騙す方は悪い。これは確定。では、騙される方は? 悪いの? 何故?

とはいえ、警戒心が強く、あまり騙されない私は、騙された方も悪いという言葉に対し、そりゃそうだと納得していました。なんなら、騙されている人を見下すくらいの勢いです。なぜ悪いか理由も説明できないくせに、さすがにひどいかな。

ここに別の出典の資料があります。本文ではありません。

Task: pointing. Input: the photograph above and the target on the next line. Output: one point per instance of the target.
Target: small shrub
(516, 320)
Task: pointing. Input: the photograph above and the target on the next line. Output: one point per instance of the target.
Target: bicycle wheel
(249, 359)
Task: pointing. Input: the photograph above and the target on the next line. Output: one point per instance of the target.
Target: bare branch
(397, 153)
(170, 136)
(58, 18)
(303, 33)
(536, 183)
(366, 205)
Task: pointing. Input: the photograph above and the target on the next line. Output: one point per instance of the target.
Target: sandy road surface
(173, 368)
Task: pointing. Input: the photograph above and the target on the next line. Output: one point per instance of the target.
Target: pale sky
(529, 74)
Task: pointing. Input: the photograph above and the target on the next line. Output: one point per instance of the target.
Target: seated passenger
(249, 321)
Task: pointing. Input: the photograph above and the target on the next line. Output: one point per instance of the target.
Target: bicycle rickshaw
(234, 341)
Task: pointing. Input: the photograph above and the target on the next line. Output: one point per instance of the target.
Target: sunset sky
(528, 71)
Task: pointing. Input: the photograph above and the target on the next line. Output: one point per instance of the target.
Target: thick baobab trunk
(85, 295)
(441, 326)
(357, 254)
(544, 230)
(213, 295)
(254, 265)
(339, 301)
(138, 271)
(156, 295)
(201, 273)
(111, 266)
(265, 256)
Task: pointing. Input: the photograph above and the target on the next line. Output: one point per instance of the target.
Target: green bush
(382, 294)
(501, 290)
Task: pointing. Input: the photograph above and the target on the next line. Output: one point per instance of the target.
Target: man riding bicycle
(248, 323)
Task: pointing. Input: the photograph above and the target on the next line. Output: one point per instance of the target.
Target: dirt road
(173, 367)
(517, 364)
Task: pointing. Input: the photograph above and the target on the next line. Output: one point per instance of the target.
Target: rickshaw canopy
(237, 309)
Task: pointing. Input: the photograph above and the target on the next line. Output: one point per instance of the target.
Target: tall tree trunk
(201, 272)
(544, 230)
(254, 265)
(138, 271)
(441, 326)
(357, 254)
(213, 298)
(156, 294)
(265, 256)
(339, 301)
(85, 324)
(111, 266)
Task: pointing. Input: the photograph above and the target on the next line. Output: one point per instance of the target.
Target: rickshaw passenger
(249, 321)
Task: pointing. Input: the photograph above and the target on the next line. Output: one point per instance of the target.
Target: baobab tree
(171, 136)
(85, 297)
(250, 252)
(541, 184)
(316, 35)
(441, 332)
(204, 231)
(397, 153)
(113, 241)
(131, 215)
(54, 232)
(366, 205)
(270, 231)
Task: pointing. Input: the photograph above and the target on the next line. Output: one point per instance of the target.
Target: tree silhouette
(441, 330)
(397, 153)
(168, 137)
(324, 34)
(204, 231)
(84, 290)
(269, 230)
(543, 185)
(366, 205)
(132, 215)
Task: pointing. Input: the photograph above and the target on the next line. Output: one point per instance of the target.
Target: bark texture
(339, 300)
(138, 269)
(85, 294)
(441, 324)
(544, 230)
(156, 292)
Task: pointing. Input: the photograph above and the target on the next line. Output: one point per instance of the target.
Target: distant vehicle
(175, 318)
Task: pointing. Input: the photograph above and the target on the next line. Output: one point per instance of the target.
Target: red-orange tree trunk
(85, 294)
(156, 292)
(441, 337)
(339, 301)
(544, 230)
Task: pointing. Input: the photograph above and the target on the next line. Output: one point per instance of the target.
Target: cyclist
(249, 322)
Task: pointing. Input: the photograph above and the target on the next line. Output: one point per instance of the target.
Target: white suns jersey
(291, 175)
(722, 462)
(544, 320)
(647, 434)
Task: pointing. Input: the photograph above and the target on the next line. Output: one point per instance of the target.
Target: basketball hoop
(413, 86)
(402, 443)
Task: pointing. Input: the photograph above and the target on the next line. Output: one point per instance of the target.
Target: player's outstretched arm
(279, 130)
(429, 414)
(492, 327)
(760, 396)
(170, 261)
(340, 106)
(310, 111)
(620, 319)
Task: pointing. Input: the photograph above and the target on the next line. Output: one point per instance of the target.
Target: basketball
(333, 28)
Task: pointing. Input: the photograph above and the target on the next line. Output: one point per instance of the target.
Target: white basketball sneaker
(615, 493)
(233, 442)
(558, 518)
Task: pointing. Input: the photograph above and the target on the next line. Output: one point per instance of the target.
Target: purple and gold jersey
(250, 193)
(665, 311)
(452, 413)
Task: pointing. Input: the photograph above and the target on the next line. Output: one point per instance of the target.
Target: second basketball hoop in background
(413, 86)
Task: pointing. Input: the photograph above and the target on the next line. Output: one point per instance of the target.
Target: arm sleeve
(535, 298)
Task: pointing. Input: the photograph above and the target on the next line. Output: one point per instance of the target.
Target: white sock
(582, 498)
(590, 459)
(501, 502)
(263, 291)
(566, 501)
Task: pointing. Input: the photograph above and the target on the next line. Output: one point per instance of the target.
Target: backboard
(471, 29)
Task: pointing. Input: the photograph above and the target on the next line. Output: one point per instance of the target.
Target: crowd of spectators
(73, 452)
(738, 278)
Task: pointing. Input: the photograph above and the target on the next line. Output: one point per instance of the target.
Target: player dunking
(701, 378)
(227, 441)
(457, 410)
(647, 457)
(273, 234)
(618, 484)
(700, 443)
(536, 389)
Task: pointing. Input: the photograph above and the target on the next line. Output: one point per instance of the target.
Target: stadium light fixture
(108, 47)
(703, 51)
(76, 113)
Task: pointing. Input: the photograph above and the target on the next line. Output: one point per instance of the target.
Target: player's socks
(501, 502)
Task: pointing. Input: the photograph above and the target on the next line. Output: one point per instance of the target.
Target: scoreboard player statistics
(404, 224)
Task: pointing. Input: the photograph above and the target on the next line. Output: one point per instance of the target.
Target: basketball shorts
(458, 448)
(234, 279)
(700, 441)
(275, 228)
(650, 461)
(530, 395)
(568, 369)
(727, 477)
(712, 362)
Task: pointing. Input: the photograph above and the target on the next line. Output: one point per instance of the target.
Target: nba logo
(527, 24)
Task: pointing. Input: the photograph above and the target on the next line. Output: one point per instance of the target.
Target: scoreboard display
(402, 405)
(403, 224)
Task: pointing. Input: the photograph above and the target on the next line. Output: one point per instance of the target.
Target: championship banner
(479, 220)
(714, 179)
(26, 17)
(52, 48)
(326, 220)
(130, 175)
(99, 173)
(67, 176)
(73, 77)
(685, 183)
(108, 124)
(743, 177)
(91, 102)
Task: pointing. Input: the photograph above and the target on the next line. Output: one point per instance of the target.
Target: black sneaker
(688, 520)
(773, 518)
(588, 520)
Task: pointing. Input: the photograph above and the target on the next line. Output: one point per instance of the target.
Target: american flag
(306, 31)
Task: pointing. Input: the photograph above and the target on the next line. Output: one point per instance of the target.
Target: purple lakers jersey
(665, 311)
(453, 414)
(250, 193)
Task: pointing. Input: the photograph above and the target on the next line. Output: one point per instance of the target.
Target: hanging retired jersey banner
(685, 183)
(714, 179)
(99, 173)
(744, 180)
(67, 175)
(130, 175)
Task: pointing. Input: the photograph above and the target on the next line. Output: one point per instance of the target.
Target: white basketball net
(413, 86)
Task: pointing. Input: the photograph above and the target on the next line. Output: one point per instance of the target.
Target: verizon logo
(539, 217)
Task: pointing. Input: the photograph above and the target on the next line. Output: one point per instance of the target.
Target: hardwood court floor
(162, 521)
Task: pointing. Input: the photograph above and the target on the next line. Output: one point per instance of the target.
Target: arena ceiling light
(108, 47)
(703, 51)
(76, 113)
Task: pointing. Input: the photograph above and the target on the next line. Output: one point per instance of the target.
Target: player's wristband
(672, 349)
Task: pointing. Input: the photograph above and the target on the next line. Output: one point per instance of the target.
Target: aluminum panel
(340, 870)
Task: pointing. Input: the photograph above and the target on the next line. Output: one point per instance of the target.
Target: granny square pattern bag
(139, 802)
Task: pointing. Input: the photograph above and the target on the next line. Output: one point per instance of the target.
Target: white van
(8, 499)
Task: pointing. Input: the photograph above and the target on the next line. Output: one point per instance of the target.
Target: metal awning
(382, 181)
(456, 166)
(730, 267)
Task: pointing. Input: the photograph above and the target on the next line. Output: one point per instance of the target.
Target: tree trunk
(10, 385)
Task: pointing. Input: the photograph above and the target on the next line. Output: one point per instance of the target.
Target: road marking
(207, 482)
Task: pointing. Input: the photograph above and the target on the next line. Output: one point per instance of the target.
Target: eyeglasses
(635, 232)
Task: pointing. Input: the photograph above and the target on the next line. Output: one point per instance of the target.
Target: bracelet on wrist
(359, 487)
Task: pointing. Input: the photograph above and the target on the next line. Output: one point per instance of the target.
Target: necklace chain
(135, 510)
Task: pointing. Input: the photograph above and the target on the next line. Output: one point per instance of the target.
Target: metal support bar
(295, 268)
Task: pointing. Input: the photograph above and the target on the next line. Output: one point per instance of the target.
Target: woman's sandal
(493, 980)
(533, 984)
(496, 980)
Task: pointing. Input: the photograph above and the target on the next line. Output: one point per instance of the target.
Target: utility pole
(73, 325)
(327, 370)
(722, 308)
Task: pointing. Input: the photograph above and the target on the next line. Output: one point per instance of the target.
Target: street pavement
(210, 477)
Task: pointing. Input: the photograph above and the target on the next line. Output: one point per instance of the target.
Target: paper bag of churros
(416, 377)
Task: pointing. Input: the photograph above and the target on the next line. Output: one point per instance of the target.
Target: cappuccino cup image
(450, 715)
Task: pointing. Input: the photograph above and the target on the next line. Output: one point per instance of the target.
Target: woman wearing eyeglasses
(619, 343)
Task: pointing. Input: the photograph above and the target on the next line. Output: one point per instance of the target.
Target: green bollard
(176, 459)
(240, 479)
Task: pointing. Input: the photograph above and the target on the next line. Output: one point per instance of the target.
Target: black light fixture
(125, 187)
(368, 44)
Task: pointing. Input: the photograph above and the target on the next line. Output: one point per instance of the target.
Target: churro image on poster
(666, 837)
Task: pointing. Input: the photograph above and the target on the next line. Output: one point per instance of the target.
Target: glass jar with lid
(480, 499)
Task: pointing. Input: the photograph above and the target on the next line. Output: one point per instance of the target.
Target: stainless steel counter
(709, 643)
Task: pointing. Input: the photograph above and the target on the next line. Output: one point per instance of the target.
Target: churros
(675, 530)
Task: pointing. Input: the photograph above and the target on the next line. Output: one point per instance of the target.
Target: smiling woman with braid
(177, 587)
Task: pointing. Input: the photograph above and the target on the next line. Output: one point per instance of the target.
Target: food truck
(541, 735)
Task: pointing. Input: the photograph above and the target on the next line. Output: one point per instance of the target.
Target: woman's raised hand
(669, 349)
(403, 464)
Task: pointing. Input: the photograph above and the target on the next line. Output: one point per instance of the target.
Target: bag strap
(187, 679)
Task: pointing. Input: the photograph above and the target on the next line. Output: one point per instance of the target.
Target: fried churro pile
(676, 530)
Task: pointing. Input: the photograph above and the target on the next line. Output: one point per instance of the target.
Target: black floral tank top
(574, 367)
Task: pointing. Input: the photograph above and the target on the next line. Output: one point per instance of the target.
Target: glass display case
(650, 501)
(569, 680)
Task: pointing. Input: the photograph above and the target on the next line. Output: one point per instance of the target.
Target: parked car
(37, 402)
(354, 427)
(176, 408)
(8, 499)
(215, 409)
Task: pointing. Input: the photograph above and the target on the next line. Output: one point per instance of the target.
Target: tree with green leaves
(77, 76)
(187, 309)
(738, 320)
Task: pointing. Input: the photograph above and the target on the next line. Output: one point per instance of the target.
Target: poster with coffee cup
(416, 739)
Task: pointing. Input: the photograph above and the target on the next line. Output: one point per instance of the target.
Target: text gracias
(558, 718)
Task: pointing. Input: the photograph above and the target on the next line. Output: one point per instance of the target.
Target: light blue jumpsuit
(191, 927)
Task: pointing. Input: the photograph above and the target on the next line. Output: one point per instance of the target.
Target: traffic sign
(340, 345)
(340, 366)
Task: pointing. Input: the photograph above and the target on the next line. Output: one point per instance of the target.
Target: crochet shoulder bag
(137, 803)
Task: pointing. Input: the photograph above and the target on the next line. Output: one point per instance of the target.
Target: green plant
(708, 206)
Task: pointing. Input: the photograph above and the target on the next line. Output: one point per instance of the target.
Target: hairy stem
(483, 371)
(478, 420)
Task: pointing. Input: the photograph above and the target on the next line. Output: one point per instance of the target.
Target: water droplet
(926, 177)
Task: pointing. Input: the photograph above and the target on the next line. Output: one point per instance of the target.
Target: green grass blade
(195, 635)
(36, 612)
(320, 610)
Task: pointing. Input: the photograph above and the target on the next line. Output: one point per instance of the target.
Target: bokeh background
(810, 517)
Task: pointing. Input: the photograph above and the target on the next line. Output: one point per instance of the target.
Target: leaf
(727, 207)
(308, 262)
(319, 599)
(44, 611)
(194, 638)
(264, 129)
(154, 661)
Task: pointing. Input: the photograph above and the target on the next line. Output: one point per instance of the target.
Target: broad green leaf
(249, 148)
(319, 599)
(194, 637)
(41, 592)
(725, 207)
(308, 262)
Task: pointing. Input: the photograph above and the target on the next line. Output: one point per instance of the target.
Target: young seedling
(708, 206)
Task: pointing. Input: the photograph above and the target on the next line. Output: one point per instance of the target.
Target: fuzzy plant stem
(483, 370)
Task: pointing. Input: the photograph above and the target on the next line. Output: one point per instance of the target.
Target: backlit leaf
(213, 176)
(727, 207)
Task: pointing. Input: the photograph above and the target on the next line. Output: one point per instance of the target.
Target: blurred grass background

どこが悪いのか、何故悪いのか、よくわからずなんとなく使っているこの「騙される方も悪い」という非情な言葉。しかし、この「影響力の武器」を読めば、なぜ、騙される方も悪いと言えるの納得することができます。

影響力の武器 第三版

騙される方が悪いなんておかしいと思うなら、影響力の武器6つを知ろう

本書「影響力の武器」は主に次の6つの影響力について解説されております。私って騙されやすいなと思う人は、知っておきたい知識です。

影響力 説明(影響力の武器[第三版]より引用)
返報性 このルールは、他者から与えられたら自分も同じようなやり方で相手に返すように努めることを要求する(影響力の武器[第三版] P91)
コミットメントと一貫性 ほとんどの人には、自分の言葉、信念、考え方、行為を一貫したものにしたい、あるいは、他者からそう見られたいという欲求がある。コミットメント(自分の意見を言ったり、立場を明確にしたりすること)をしてしまうと、人はそのコミットメントに合致した要求を受け入れやすくなる(影響力の武器[第三版] P181)
社会的証明 社会的証明の原理によると、人がある状況で何を信じるべきか、どのように振る舞うべきかを決めるときに重視するのが、ほかの人びとがそこでなにを信じているか、どのように行動しているかである(影響力の武器[第三版] P263)
好意 人は自分が好意を感じている知人に対してイエスという傾向がある(影響力の武器[第三版] P324)
権威 肩書きは、獲得するのが非常に難しくもあり、同時に易しくもある権威のシンボルです(影響力の武器[第三版] P350)権威からの要求に服従させるような強い圧力が私たちの社会に存在することがわかる(影響力の武器[第三版] P371)
希少性 希少性の原理によれば、人は、機会を失いかけると、その機会をより価値あるものとみなす。この原理を利益のために利用する技術として、「数量限定」や「最終期限」といった承諾誘導の戦術があげられる(影響力の武器[第三版] P425)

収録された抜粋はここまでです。